Carbohydrates, commonly known as sugars, are complex biological molecules linked to many fundamental cellular processes in living organisms, so accurate scientific information is important, but new research by scientists at the University of York Structural Biology Laboratory reveals that much of the deposited data on carbohydrate structures may be flawed.

Structural studies of large biological molecules such as proteins and glycoproteins (molecules combining carbohydrate and protein elements, also known as glycans) are vital in determining how these molecules function. Reporting the correct structures of glycans is increasingly important for approval of new drugs by regulatory bodies such as the US Food and Drug Administration and the focus on the pharmaceutical and therapeutic potential of glycoproteins is driving a rise in new protocols and techniques for their production, which is in turn increasing data on new carbohydrate-containing protein structures. This means a much wider range of data on carbohydrate structures is now available for statistical analysis.

To determine molecular structure, scientists use techniques like X-ray crystallography and the resulting data is deposited in the worldwide Protein Data Bank (PDB) but a new study has analyzed the conformation and fit to experimental data of a subset of deposited carbohydrates: N-glycan-forming D-pyranoside, (chosen because they are all expected to be in the same naturally-favoured low-energy conformation, making the identification of anomalies easier.

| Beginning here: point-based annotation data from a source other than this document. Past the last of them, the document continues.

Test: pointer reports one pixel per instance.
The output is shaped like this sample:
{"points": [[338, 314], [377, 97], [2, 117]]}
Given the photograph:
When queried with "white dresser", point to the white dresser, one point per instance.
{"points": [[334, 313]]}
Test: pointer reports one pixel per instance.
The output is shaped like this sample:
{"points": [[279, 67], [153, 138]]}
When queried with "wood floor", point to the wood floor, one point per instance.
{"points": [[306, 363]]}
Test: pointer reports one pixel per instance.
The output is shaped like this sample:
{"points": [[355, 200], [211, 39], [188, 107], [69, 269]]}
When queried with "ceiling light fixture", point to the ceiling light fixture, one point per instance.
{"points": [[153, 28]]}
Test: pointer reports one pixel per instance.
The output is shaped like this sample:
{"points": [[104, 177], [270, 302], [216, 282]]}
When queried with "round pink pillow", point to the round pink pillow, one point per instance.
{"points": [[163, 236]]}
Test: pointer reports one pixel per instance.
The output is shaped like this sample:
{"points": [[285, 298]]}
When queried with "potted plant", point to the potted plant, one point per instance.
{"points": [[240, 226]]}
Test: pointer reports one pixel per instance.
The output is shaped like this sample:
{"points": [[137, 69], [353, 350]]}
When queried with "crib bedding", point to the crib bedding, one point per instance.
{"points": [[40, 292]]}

3-D representation of one of the studied carbohydrate structures. The monosaccharide on the right fits well the experimental data (blue mesh) and is in the expected conformation, while the one on the left shows a distorted conformation and poor fit to the data. Credit: CCP4mg (www.ccp4.ac.uk)

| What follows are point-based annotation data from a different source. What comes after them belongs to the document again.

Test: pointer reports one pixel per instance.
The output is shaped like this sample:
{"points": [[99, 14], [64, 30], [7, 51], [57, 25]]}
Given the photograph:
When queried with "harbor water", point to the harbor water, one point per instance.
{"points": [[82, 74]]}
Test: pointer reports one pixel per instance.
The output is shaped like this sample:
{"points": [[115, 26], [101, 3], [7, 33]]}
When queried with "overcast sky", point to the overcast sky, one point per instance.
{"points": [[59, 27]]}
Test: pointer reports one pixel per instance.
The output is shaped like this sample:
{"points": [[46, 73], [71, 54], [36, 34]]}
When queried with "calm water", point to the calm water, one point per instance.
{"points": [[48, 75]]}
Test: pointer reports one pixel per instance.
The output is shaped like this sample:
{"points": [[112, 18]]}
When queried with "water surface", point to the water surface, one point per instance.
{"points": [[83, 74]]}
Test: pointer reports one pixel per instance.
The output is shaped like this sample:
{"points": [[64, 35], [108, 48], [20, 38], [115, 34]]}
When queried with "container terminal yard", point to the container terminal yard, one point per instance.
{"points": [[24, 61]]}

Dr. Jon Agirre, Professor Gideon Davies, Professor Keith Wilson, and Dr. Kevin Cowtan found that nearly two-thirds of N-glycan d-pyranosides show a poor fit to the experimental data.

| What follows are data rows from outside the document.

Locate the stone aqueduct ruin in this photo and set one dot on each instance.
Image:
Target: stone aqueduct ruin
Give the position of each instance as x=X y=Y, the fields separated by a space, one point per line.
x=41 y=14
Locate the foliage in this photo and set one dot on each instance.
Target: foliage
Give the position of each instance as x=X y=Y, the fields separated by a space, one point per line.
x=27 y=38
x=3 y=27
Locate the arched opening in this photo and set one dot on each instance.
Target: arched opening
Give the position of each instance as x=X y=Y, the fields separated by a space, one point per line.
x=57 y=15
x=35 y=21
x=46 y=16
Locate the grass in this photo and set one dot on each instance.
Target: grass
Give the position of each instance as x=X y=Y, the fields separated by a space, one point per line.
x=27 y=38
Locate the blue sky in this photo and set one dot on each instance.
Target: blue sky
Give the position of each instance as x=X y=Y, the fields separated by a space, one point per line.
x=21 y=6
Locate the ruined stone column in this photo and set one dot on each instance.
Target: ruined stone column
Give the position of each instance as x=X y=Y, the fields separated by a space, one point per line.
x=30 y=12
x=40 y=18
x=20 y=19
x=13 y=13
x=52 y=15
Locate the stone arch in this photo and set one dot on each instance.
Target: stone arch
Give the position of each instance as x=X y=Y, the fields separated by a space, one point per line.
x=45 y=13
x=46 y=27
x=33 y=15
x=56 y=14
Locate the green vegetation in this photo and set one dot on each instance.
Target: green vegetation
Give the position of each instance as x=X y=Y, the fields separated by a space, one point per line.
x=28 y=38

Agirre says, “64 percent of all N-glycan d-pyranosides show a correlation to density of less than 0.8, reflecting a poor fit to the experimental data. Indeed, 12 percent show a correlation smaller than 0.5. On top of that, about 25 percent of the studied sugars are in energetically improbable conformations; these are almost certainly wrong.”

Davies adds, “This creates a vicious circle: publication and deposition of incorrect structures informs subsequent statistical analyses that suggest the deposited structures are normal.”

The software developed for performing the analysis (Privateer) has been published by Computational Collaborative Project 4 (CCP4).